With the college basketball season’s March Madness in full force, Inside Higher Ed asks the important question:

Who would win the NCAA men’s basketball tournament if the games were decided by the teams’ classroom performance?

While the academic tournament has at times been surprisingly accurate in predicting March Madness victors, last year’s tournament threw us for a loop. Academic tournament winner Belmont University was knocked out of the 2013 National Collegiate Athletic Association Division I men’s basketball tournament in the very first round.

So please keep that in mind if you’re inclined to base your bracket in your office pool this year on our findings below. (If you’re filling out a women’s bracket, check back Tuesday to see how women’s teams fared in our academic tournament.)

To determine the winners, we look to the Academic Progress Rate, the NCAA’s multiyear measure of a team’s classroom performance (in this case, from to 2008-12). When two teams tie, as they inevitably do, we turn to the NCAA’s Graduation Success Rate, which measures the proportion of athletes on track to graduate within six years.

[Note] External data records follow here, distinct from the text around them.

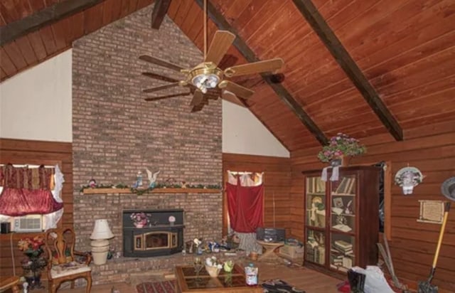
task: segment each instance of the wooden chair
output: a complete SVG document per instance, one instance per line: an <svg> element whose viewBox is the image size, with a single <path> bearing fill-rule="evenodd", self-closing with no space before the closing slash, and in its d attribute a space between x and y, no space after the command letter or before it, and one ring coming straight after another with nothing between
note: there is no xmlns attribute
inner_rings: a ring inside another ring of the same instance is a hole
<svg viewBox="0 0 455 293"><path fill-rule="evenodd" d="M63 282L71 281L74 288L76 279L87 279L86 293L92 288L92 272L89 266L92 257L88 253L74 250L75 243L74 230L70 228L49 229L46 233L46 247L48 260L48 279L49 293L55 293ZM85 257L84 262L76 261L75 256Z"/></svg>

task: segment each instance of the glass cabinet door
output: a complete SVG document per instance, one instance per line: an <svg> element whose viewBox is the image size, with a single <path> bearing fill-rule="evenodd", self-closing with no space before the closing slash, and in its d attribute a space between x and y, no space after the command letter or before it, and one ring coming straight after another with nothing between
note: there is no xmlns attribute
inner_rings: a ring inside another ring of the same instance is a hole
<svg viewBox="0 0 455 293"><path fill-rule="evenodd" d="M357 183L346 175L331 185L330 267L347 272L355 262Z"/></svg>
<svg viewBox="0 0 455 293"><path fill-rule="evenodd" d="M348 272L355 265L355 238L346 234L331 233L330 267Z"/></svg>
<svg viewBox="0 0 455 293"><path fill-rule="evenodd" d="M326 183L321 177L306 177L306 225L326 228Z"/></svg>
<svg viewBox="0 0 455 293"><path fill-rule="evenodd" d="M355 177L346 176L331 186L330 228L338 232L355 233Z"/></svg>
<svg viewBox="0 0 455 293"><path fill-rule="evenodd" d="M306 229L305 260L326 264L326 233Z"/></svg>

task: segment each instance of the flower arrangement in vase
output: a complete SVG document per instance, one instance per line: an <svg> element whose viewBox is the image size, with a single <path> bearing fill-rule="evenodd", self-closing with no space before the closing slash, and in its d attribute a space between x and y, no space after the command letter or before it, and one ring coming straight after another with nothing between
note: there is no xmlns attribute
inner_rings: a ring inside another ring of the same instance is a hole
<svg viewBox="0 0 455 293"><path fill-rule="evenodd" d="M132 220L134 227L144 228L144 226L149 223L149 215L150 215L144 212L133 213L129 218Z"/></svg>
<svg viewBox="0 0 455 293"><path fill-rule="evenodd" d="M367 152L366 147L360 141L344 133L339 132L330 139L328 145L318 154L318 159L323 162L343 159L344 156L354 156Z"/></svg>
<svg viewBox="0 0 455 293"><path fill-rule="evenodd" d="M21 262L24 277L31 289L43 288L41 286L41 270L47 265L46 260L41 256L43 252L41 247L44 239L40 236L21 238L17 246L23 251L27 258Z"/></svg>

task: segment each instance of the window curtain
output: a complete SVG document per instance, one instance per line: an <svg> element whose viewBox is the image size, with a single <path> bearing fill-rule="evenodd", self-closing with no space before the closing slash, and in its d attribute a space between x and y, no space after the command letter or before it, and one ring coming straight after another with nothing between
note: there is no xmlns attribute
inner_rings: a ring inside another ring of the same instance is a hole
<svg viewBox="0 0 455 293"><path fill-rule="evenodd" d="M226 194L230 228L240 239L239 248L249 255L262 252L256 242L256 229L263 226L263 173L228 171Z"/></svg>
<svg viewBox="0 0 455 293"><path fill-rule="evenodd" d="M0 220L31 214L43 215L44 228L55 228L63 215L60 192L65 181L58 165L0 166Z"/></svg>

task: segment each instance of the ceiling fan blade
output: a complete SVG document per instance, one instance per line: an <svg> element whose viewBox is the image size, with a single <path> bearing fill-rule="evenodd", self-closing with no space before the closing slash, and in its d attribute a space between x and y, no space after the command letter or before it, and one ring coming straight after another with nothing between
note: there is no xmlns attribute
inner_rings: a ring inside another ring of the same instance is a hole
<svg viewBox="0 0 455 293"><path fill-rule="evenodd" d="M158 90L166 90L166 88L169 88L169 87L176 87L177 85L178 85L178 82L171 83L171 84L166 85L161 85L161 87L148 88L146 90L144 90L143 92L156 92Z"/></svg>
<svg viewBox="0 0 455 293"><path fill-rule="evenodd" d="M245 103L240 100L233 92L230 92L229 90L223 90L221 92L221 97L223 100L229 101L235 105L238 105L239 106L246 107Z"/></svg>
<svg viewBox="0 0 455 293"><path fill-rule="evenodd" d="M141 55L139 56L139 59L144 61L149 62L151 63L156 64L157 65L166 67L167 68L172 69L173 70L176 70L178 72L180 72L180 70L182 69L186 69L178 65L171 63L168 61L165 61L161 59L156 58L155 57L149 56L148 55Z"/></svg>
<svg viewBox="0 0 455 293"><path fill-rule="evenodd" d="M228 78L232 78L246 74L272 72L281 68L284 62L282 58L264 60L230 67L225 70L225 75Z"/></svg>
<svg viewBox="0 0 455 293"><path fill-rule="evenodd" d="M178 82L175 78L168 78L167 76L161 75L153 73L142 73L142 75L145 75L150 78L154 78L158 80L167 81L168 82Z"/></svg>
<svg viewBox="0 0 455 293"><path fill-rule="evenodd" d="M242 85L237 85L237 83L234 83L229 80L223 80L220 84L218 84L218 87L228 90L238 97L241 97L242 99L247 99L255 93L254 91L242 87Z"/></svg>
<svg viewBox="0 0 455 293"><path fill-rule="evenodd" d="M159 100L167 99L168 97L188 95L191 95L191 92L180 92L180 93L178 93L178 94L162 95L162 96L159 96L159 97L146 97L144 100L147 101L147 102L149 102L149 101L157 101Z"/></svg>
<svg viewBox="0 0 455 293"><path fill-rule="evenodd" d="M190 105L191 106L198 106L202 104L203 100L204 94L200 90L196 90L194 92L194 95L193 95L193 99L191 100Z"/></svg>
<svg viewBox="0 0 455 293"><path fill-rule="evenodd" d="M235 35L228 31L217 31L207 52L204 62L213 62L218 65L229 47L232 44Z"/></svg>
<svg viewBox="0 0 455 293"><path fill-rule="evenodd" d="M204 107L204 104L196 105L196 106L193 106L191 109L191 112L194 113L195 112L199 112Z"/></svg>

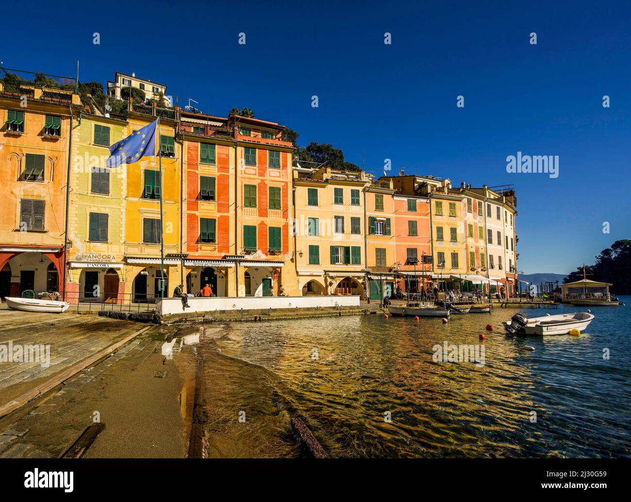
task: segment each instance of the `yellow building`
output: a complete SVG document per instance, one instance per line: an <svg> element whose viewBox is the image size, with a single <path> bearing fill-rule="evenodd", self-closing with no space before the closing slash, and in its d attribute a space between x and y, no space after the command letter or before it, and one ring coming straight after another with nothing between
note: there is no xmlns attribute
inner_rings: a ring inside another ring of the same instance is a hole
<svg viewBox="0 0 631 502"><path fill-rule="evenodd" d="M365 278L363 172L294 168L295 266L300 294L359 295Z"/></svg>

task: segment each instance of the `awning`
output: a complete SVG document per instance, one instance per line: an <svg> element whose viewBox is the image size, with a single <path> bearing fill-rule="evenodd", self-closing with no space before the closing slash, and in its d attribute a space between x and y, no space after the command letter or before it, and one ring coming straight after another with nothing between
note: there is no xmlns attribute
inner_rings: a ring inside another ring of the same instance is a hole
<svg viewBox="0 0 631 502"><path fill-rule="evenodd" d="M160 265L160 258L126 258L127 263L139 263L142 265ZM179 265L182 260L179 258L165 258L165 265Z"/></svg>
<svg viewBox="0 0 631 502"><path fill-rule="evenodd" d="M122 263L100 263L99 262L68 262L73 269L122 269Z"/></svg>
<svg viewBox="0 0 631 502"><path fill-rule="evenodd" d="M187 267L234 267L234 262L221 260L184 260Z"/></svg>

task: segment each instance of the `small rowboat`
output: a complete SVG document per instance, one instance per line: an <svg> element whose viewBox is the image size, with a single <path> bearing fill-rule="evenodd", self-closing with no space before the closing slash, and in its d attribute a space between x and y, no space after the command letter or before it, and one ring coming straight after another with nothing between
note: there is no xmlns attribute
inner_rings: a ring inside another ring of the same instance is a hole
<svg viewBox="0 0 631 502"><path fill-rule="evenodd" d="M572 330L582 331L594 319L594 315L587 312L575 312L526 318L515 314L512 318L504 323L505 329L518 335L567 335Z"/></svg>
<svg viewBox="0 0 631 502"><path fill-rule="evenodd" d="M395 316L408 316L413 317L449 317L449 309L440 307L425 306L418 303L410 303L407 305L388 305L388 312Z"/></svg>
<svg viewBox="0 0 631 502"><path fill-rule="evenodd" d="M70 306L69 301L57 301L53 300L37 300L35 298L18 298L5 296L4 301L9 308L23 310L25 312L49 312L61 313Z"/></svg>

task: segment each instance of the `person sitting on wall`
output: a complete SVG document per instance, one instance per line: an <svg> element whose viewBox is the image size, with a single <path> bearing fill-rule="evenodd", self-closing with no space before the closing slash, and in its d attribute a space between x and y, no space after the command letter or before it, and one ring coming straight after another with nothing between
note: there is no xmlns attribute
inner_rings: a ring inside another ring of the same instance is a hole
<svg viewBox="0 0 631 502"><path fill-rule="evenodd" d="M182 308L186 308L187 307L190 307L191 305L189 305L188 296L184 294L184 284L176 286L175 289L173 291L173 297L174 298L180 298L182 300Z"/></svg>

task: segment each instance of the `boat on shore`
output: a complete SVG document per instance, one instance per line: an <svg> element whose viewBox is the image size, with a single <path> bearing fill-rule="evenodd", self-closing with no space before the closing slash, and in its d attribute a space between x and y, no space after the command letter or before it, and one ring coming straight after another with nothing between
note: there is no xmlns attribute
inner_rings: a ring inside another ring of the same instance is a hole
<svg viewBox="0 0 631 502"><path fill-rule="evenodd" d="M425 306L420 303L408 303L405 305L387 306L388 312L391 314L399 317L449 317L449 309L439 306Z"/></svg>
<svg viewBox="0 0 631 502"><path fill-rule="evenodd" d="M515 314L509 321L504 323L504 329L516 335L567 335L572 330L582 331L594 319L594 315L587 312L550 315L528 318Z"/></svg>
<svg viewBox="0 0 631 502"><path fill-rule="evenodd" d="M57 301L52 300L37 300L36 298L20 298L15 296L5 296L7 306L14 310L25 312L49 312L61 313L70 306L69 301Z"/></svg>

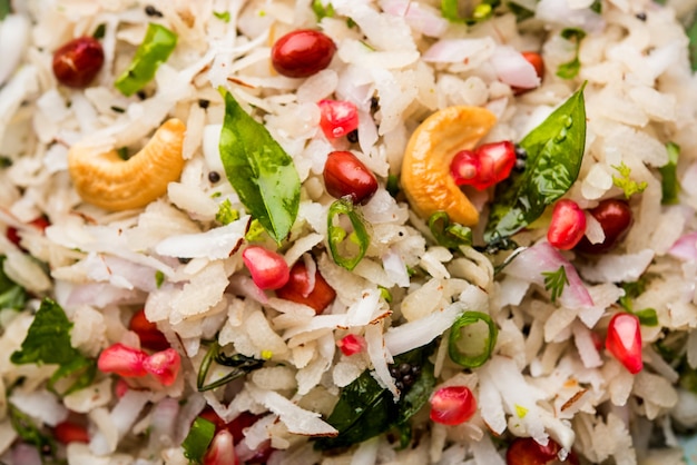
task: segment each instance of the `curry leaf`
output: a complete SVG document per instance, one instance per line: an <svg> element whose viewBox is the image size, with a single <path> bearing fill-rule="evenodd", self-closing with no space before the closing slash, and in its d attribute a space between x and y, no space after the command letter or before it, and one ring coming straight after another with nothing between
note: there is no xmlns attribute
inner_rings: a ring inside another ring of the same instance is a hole
<svg viewBox="0 0 697 465"><path fill-rule="evenodd" d="M70 345L71 328L72 323L63 309L53 300L43 299L21 348L12 353L10 360L16 365L59 365L48 382L51 389L58 380L73 375L76 378L65 393L89 386L96 375L96 364Z"/></svg>
<svg viewBox="0 0 697 465"><path fill-rule="evenodd" d="M344 387L338 403L327 418L327 423L338 431L338 435L318 439L316 447L320 449L347 447L381 435L393 427L406 425L425 405L433 392L435 385L433 364L428 359L432 352L433 345L430 344L394 357L395 365L409 364L421 367L415 383L396 403L392 393L381 387L367 370Z"/></svg>
<svg viewBox="0 0 697 465"><path fill-rule="evenodd" d="M539 218L576 181L586 148L583 88L519 144L526 169L497 186L484 233L488 243L507 238Z"/></svg>
<svg viewBox="0 0 697 465"><path fill-rule="evenodd" d="M155 77L157 68L169 58L177 46L177 34L161 24L148 24L143 43L136 50L130 66L114 86L125 96L132 96Z"/></svg>
<svg viewBox="0 0 697 465"><path fill-rule="evenodd" d="M300 208L301 184L293 158L226 90L220 158L239 199L276 243L286 238Z"/></svg>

In the event of a GSR tie, our final determinant is the Federal Graduation Rate, a slightly different formula that the government uses to track graduation rates.

This year’s Academic Performance Tournament was largely decided in the Sweet 16, where two squads with perfect Academic Progress Rates and Graduation Success Rates — the Universities of Dayton and Kansas — met in the South Region, with the victor decided by the Federal Graduation Rate.